By increasing the availability of better jobs in critical sectors, the grants will promote upward mobility for workers and their families and make businesses more competitive globally. These grants align with the Biden-Harris administration’s commitment to supporting equitable access to opportunities for all workers and deliver on a key directive of the President’s Executive Order on Increasing Access to High-Quality Care and Supporting Caregivers.
Although the care, climate resiliency, and hospitality sectors support a variety of jobs critical to a growing and vital economy, these sectors have offered lower-wage jobs historically. These jobs often had fewer worker protections, less flexible schedules, and less stability, which made it harder for employers to attract and retain workers.
“Critical sectors including care, climate resiliency, and hospitality are experiencing a job quality shortage,” said Acting Assistant Secretary for Employment and Training Brent Parton. “While hiring outpaces quitting in every major sector, workers have been resigning from jobs in record numbers, particularly jobs in lower-paying sectors.
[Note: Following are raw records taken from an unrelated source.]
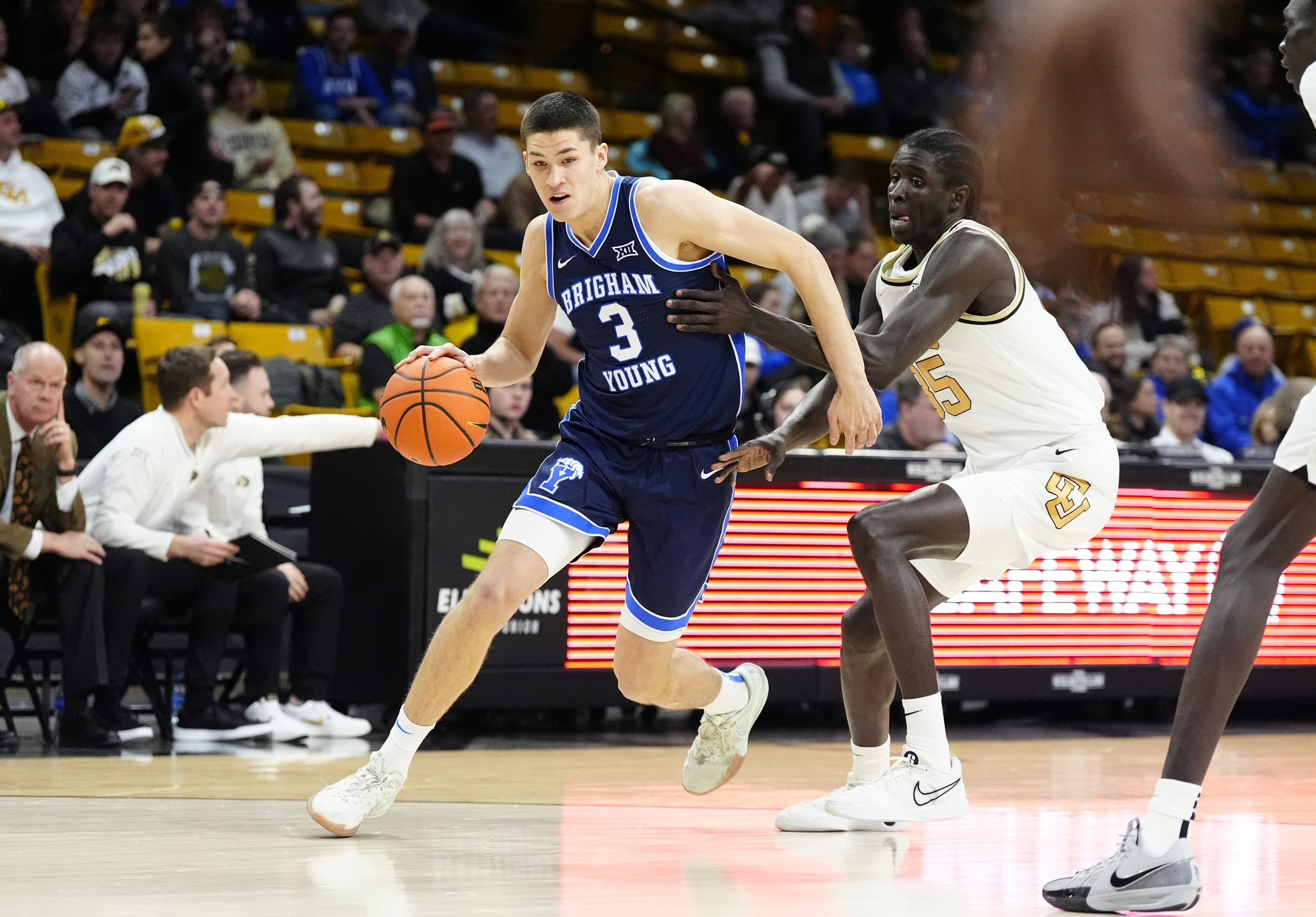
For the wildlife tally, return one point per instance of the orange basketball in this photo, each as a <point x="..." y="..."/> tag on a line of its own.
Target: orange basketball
<point x="436" y="411"/>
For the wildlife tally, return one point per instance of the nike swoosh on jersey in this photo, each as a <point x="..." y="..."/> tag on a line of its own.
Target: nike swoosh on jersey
<point x="933" y="796"/>
<point x="1120" y="882"/>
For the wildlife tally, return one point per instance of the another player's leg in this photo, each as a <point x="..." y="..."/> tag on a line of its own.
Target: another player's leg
<point x="1259" y="546"/>
<point x="868" y="686"/>
<point x="926" y="784"/>
<point x="452" y="661"/>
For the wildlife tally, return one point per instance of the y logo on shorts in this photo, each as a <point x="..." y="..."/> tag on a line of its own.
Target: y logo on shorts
<point x="562" y="470"/>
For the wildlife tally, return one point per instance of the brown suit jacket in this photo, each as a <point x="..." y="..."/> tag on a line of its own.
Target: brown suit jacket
<point x="15" y="539"/>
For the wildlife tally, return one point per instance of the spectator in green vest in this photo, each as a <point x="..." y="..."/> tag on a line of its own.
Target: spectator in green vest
<point x="413" y="303"/>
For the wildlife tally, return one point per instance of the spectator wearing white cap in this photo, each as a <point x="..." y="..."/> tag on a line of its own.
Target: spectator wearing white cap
<point x="97" y="252"/>
<point x="29" y="210"/>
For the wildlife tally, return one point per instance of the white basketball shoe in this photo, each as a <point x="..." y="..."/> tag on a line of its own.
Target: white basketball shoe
<point x="368" y="794"/>
<point x="813" y="816"/>
<point x="723" y="740"/>
<point x="1131" y="880"/>
<point x="907" y="793"/>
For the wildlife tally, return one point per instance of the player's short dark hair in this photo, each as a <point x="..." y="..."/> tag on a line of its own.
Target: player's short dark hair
<point x="562" y="111"/>
<point x="240" y="362"/>
<point x="181" y="370"/>
<point x="909" y="390"/>
<point x="289" y="191"/>
<point x="957" y="159"/>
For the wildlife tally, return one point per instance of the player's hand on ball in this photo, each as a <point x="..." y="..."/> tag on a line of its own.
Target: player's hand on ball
<point x="442" y="350"/>
<point x="854" y="416"/>
<point x="754" y="454"/>
<point x="714" y="311"/>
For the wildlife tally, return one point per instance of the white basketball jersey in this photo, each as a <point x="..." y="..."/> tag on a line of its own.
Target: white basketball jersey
<point x="1006" y="383"/>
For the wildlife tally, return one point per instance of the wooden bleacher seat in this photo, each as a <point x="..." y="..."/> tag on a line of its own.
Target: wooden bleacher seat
<point x="1164" y="243"/>
<point x="156" y="336"/>
<point x="374" y="178"/>
<point x="1281" y="249"/>
<point x="624" y="127"/>
<point x="74" y="157"/>
<point x="250" y="208"/>
<point x="1232" y="247"/>
<point x="332" y="175"/>
<point x="57" y="314"/>
<point x="1262" y="281"/>
<point x="382" y="141"/>
<point x="861" y="147"/>
<point x="494" y="75"/>
<point x="343" y="215"/>
<point x="708" y="65"/>
<point x="319" y="136"/>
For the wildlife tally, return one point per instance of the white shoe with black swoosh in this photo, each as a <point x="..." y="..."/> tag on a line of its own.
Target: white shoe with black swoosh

We celebrate that workers feel empowered to seek new and better opportunities—but we must also improve job quality to attract and retain workers in sectors that are foundational to our communities. The Department of Labor is committed to creating good, family-sustaining jobs in critical sectors, and connecting people to them.”
The Critical Sectors Job Quality Grant Program, which builds on previously successful partnerships that involve both industry and worker voices to develop strategies for improving job quality, also aligns with the Good Jobs Principles, which the department launched in partnership with the Department of Commerce.